Rosenthal is concerned about the parents that she sees in her office who have no idea how to communicate with their kids other than by purchasing them whatever they want.
“The pace of our life is so hectic and so fast. So parents feel guilty and give their kids stuff to buy their kids’ love. Put away your wallet and spend time teaching your kids about money. If you take this time you can keep from raising a generation financially irresponsible adults,” says Rosenthal.
The results can be troubling when kids aren’t financially prepared for young adulthood. All too often, these fiscal shortcomings emerge when teens go to college. According to a study published in 2005 by Nellie Mae, the average outstanding credit card balance on an undergraduate’s credit card was $2,169; by their final year of school, 56 percent of students will be carrying a $2,864 balance. Of these students, only 21 percent pay off their cards in their entirety every month. Nearly 45 percent make only the minimum payments every month, and 11 percent make less-than-minimum payments. Before these students even graduate from college, they are racking up major amounts of debt.
Says Rosenthal, “Money is not character, but how we use money reflects our character. If we are just giving kids money and giving them things, it communicates a message of what is important in our family: ‘Giving time isn’t important, but money is important.’”
These miscommunicated values, she says, have consequences. Kids who get as much as they want when they want it have problems with instant gratification and with long-term planning. They also have problems with relationships on a personal level and at work.

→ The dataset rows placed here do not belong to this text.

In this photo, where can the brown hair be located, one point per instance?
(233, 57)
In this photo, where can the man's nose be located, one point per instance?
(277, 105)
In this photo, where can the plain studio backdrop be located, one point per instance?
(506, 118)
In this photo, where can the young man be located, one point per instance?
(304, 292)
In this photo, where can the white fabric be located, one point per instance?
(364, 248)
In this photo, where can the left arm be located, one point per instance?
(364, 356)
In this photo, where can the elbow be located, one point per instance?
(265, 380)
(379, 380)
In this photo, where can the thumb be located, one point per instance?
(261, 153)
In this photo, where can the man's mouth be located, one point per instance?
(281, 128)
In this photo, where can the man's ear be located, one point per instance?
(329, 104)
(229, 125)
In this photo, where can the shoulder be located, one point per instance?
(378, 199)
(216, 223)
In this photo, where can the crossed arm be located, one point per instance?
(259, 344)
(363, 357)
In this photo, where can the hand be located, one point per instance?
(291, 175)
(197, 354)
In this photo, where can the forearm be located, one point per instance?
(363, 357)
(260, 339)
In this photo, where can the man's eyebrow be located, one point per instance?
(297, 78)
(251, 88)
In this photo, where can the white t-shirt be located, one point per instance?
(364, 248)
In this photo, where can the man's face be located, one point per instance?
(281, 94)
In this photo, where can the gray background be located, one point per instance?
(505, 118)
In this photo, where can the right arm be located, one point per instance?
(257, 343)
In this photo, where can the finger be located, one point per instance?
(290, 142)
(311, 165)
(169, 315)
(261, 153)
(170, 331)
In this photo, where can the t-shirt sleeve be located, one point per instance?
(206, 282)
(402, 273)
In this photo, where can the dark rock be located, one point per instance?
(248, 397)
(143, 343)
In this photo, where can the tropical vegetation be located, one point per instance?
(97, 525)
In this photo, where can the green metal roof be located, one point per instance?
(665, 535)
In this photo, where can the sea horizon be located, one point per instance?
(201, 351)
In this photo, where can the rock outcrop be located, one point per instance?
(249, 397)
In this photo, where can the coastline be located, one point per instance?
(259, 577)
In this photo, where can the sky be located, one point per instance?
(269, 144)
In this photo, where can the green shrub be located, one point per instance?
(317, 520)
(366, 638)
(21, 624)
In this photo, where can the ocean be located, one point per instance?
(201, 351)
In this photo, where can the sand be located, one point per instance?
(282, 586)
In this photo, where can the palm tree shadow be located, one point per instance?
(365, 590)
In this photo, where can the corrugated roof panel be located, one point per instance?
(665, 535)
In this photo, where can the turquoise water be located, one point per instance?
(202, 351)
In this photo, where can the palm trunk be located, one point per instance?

“They know nothing about how to plan: to want some thing and make it a reality. … They grow up with a sense of entitlement. They have a high sense of self-esteem, but they are not team players and they don’t do well in relationships. The children of permissive parents grow up with an expectation that life owes them something,” says Rosenthal.

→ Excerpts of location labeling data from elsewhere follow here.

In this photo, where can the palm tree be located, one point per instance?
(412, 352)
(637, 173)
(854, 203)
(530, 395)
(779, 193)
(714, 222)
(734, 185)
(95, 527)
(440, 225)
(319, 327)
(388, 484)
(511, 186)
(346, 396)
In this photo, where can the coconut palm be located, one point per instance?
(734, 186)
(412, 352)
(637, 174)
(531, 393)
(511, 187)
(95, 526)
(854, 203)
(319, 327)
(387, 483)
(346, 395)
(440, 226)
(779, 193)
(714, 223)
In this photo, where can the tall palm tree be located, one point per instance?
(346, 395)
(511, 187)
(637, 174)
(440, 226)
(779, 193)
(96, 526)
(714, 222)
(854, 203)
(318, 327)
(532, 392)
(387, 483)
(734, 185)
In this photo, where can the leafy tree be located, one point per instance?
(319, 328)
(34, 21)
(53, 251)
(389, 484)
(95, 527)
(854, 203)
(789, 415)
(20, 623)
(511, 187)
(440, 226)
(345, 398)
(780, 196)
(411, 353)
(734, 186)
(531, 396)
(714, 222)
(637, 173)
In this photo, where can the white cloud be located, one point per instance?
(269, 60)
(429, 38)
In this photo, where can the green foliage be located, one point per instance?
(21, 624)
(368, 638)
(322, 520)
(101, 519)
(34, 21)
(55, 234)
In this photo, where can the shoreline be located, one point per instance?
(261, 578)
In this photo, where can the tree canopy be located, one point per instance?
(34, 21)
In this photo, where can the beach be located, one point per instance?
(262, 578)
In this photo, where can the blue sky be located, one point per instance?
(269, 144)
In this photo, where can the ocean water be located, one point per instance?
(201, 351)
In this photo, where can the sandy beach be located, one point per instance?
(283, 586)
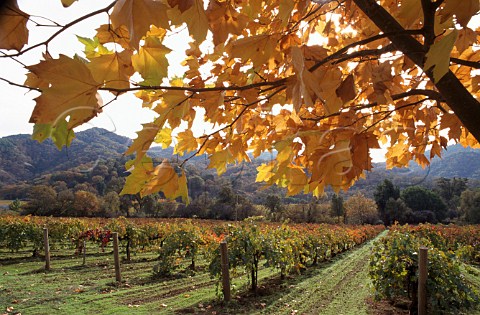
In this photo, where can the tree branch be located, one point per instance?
(468, 63)
(459, 99)
(20, 85)
(64, 28)
(344, 50)
(276, 83)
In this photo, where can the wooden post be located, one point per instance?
(422, 280)
(116, 256)
(46, 247)
(84, 252)
(225, 272)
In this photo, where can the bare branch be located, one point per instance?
(20, 85)
(64, 28)
(468, 63)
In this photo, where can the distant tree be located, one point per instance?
(383, 192)
(419, 198)
(15, 205)
(99, 184)
(196, 186)
(361, 210)
(337, 207)
(110, 205)
(65, 199)
(85, 204)
(450, 190)
(470, 206)
(60, 186)
(273, 203)
(41, 200)
(396, 211)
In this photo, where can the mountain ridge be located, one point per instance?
(24, 159)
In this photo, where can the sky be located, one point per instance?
(123, 117)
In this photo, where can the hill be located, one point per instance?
(22, 158)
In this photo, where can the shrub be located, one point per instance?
(394, 273)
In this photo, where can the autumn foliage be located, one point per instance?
(321, 82)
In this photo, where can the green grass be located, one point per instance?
(340, 286)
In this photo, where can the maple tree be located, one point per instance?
(321, 82)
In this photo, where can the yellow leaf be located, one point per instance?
(265, 172)
(145, 138)
(113, 70)
(67, 3)
(258, 48)
(13, 26)
(438, 55)
(106, 34)
(164, 179)
(220, 159)
(197, 21)
(346, 90)
(410, 11)
(151, 62)
(182, 190)
(284, 149)
(463, 10)
(466, 38)
(164, 137)
(296, 180)
(224, 20)
(71, 92)
(140, 174)
(186, 142)
(285, 9)
(138, 16)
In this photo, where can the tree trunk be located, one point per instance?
(458, 98)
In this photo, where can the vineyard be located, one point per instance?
(174, 267)
(179, 258)
(453, 281)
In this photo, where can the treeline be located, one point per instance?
(94, 192)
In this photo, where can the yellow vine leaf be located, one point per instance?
(296, 180)
(140, 174)
(285, 9)
(182, 190)
(410, 11)
(151, 61)
(71, 92)
(193, 14)
(164, 137)
(463, 10)
(67, 3)
(61, 135)
(164, 179)
(13, 26)
(224, 20)
(438, 55)
(220, 159)
(258, 48)
(145, 138)
(346, 90)
(138, 16)
(113, 69)
(186, 143)
(107, 34)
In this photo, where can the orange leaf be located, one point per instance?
(71, 92)
(13, 26)
(138, 16)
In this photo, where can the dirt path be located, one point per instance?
(341, 286)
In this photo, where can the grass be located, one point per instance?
(339, 286)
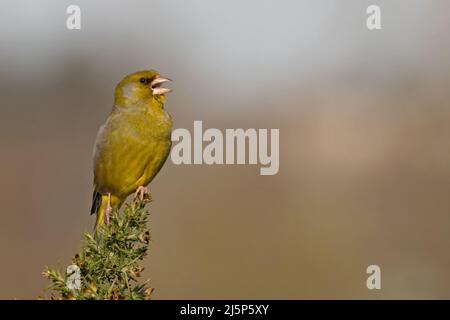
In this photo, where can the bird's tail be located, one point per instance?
(100, 204)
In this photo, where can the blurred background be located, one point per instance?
(364, 121)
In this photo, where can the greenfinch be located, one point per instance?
(133, 144)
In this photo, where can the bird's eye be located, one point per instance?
(144, 80)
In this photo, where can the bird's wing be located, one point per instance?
(121, 155)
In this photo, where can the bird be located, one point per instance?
(133, 144)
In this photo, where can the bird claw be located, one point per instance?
(143, 193)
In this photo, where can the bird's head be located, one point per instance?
(141, 87)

What is the solution? Start talking, says Rosenthal.
“Spend some time teaching your kids early about money. … Talk about your family’s philosophy about money. Show them where the money goes. Show them where you pay for gas, bills, Christmas presents, Uncle Sam. It can be a half-hour a month,” says Rosenthal.
Know, too, that other families are struggling with these same issues. “We generally assume that because a family lives in a big home, drives new, expensive cars, and has gadgets for themselves and their kids galore that they are rich. Sometimes, yes, but most of the time, no. They usually have large debt payments,” says Lewis.

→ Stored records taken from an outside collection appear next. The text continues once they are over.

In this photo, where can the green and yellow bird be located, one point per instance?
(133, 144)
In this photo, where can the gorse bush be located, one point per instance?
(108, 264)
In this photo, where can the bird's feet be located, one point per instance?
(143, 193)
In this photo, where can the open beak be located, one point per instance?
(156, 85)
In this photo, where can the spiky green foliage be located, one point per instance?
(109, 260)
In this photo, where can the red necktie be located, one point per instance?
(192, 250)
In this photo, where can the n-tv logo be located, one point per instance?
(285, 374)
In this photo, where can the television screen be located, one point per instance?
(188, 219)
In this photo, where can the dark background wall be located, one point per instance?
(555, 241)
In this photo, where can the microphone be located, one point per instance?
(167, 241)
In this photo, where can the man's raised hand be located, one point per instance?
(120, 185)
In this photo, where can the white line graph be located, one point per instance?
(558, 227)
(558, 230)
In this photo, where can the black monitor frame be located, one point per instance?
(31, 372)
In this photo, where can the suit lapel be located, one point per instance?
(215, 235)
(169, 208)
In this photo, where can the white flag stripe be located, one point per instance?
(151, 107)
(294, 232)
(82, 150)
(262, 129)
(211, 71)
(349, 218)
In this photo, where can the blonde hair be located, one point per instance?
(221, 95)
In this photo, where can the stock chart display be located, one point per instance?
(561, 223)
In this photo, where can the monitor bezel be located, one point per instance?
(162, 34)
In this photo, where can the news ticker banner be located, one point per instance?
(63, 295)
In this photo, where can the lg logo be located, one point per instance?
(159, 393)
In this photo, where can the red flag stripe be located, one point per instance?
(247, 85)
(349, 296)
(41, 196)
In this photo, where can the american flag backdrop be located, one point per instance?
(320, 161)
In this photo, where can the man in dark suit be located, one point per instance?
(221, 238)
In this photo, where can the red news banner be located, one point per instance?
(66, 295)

Ultimately, the time we spend with our kids tells them more about how we feel than any toy, any designer outfit or any car ever could. We communicate love and respect through genuine interaction not purchasing power.
“You can never assume because you give your kids stuff that they know they are loved,” cautions Rosenthal, who suggests a better formula for happiness and financial responsibility: “Twice as much time, half as much money.”